My autobiography as a teacher who has worked all around New Zealand then in eight different countries. A sharing of humorous life experiences as a teacher in the hope that others will do the same sort of thing.
Excerpt:
Chapter 1: North Shore Teacher’s College, Auckland, NZ. 1965-66
To start, North Shore Teacher’s College, was a misnomer. It was in Mount Roskill in 1965 but moved to Northcote in 1966. To earn a ‘Teaching Certificate’, one had two years of lectures from 9.00 a.m. to 3.30 p.m. and a year in a hand-picked class known as your probationary year. My first fortnightly pay-check, was in a fact a cheque for nine pounds seven shillings and a penny, which I could easily exchange into real cash with an on-site, payday bank officer from the ASB. In those days you did not have to give blood/swear allegiance/have ID to turn an Education Board cheque into the folding stuff.
Coming from Westlake Boys High School to N.S.T.C. where the women outnumbered the men by a 5:1 ratio was the nearest thing to a boy in a lolly-shop. I met my future wife at a N.S.T.C. dance when I was in my PA year.

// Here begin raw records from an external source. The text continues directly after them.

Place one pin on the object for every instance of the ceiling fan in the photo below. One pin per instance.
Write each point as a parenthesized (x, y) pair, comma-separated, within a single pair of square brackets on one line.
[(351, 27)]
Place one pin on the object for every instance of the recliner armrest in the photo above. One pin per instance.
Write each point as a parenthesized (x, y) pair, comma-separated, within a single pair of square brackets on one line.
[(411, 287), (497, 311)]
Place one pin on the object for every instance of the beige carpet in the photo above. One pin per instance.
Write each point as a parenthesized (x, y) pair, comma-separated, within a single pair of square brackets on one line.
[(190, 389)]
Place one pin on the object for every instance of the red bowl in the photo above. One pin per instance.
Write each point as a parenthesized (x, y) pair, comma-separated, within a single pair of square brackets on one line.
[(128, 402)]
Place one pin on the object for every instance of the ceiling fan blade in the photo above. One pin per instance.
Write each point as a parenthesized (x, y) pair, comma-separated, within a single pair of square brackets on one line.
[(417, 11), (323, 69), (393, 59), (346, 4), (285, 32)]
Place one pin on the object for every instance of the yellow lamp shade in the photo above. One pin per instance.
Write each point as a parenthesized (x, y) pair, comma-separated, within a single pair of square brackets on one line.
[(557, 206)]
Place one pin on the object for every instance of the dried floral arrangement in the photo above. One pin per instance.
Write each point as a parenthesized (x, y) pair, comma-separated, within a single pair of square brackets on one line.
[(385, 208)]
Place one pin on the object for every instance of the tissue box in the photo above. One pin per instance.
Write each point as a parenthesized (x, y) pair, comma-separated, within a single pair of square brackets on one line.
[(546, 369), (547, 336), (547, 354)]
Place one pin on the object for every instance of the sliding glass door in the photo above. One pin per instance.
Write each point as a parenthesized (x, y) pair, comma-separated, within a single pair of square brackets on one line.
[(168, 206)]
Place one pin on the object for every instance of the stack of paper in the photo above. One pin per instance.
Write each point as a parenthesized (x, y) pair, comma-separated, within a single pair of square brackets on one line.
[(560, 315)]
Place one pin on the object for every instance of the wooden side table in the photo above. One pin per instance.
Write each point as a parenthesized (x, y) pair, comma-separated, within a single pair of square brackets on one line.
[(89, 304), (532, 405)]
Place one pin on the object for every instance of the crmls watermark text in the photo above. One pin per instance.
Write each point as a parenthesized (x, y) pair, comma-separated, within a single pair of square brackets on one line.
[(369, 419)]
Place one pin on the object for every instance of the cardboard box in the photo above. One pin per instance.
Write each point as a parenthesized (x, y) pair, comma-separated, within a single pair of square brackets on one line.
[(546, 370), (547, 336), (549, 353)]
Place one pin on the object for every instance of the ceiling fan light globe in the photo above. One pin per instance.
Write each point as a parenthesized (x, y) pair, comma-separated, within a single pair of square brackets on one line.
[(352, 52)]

At college, or the ‘Marriage Bureau’, as it was often referred as, everybody chose two subjects to specialise in (5 lectures a week), then two Curriculum subjects (three lectures a week) and two leftovers (one lecture a week). I took science/physical education as the specialist, then mathematics/art for curriculum, and music/geography. Education/English were compulsory.
The lecturers were a pretty good lot and gave me a lot of confidence to go out into the big wide world of teaching. Don H., especially, who was my tutor teacher, absolutely savaged me for my first ‘critic lesson’. A Std 4 at Westmere.” Yes Don, I was ‘glued’ to the podium, yes Don I didn’t rove, yes Don I won’t answer the questions for the children in the future.” Being shot down in flames first time up was a necessary wake-up call, so thanks Don!
My second section at Glenfield Primary P4 with Mrs Nan. taught me a lot about toddlers. Over enthusiastic P.E. specialist as I was, I would spend my lunchtime playing soccer with the kids. Didn’t realise the young kids do not re-act very quickly, and when I kicked a ball rather hard some poor 7 year old boy copped it fair in the face, blood everywhere, screaming like a Banshee, he ran off to Mrs Nan to complain about the ruffian teacher. He only had a blood nose! I was nearly drawn and quartered at the ensuing post-mortem.
I was the proud owner of a silver-pigeon motor scooter, which meant I had relatively easy access from our family home in Northcote to College in Mt Roskill. I say ‘relatively’ because putt-putting over the four-lane harbour bridge (the Nippon Clip-ons were not added to the bridge until 1969) was no easy task during a force 3 gale. If the wind got too dangerous, motor -cyclists were stopped at the toll booths (these existed until 1984) and were wheeled into the back of a truck. When the truck was full, we were whisked over in style and released by the Marina. Approaching the top of the hill by Karangahape Road was fine and a scooter could easily sidle between two buses if there was a red traffic light. However, if the light turned green and I had not squeezed to the front of the queue and was still between two buses, my life was in serious danger. Before turning right, a bus would veer a little left to make the turn easier, the gap between those diesel demons was about a metre, but with the wide veering both sides of my steering wheel were clipped by bus. Nearly had to go back home and change my under-pants. After that experience, I always rode behind the buses and choked on the black fumes instead.
The following year the N.S.T.C. actually moved to the ‘shore’ where it survived as a Teachers’ college for the next 38 years then it was disbanded when teacher training was changed to become an Auckland University Course.
The final piece of road was not named when we first went there, so four ubiquitous students decided to make a signpost for it. Armed with a bag of concrete mix, a steel pole and a quasi-signpost with the words, ‘OSBORNES’ WAY no exit’ emblazoned on both sides, our proposed prank became a reality late one Sunday evening. May it be noted this was meant to be a compliment and not an insult to our beloved leader. For anyone who thought this was like a reference to some maniacal dictator as in South America would be completely wrong as we had nothing but respect and admiration for the man. The sign actually stayed up for quite a few weeks and was once written into directions on a route map for outsiders coming to a conference held there.
I was given a leather thong which was held together by a sombrero and worn around the neck. Thinking it would be a pleasant change from those 3 cm skinny ties we wore in the 60’s I adorned myself with it and went off to lectures. I didn’t even survive wearing this past morning tea-time as I was summoned into the Deputy Dean’s office.
“Michael, you are in the teaching profession now and as such, our standard of dress must be of the highest respectability, such neck attire is not professional and I ask you not to wear that thong around your neck again whilst at college.” Sorry Eric, but at that point I wanted to change the name on our street-sign!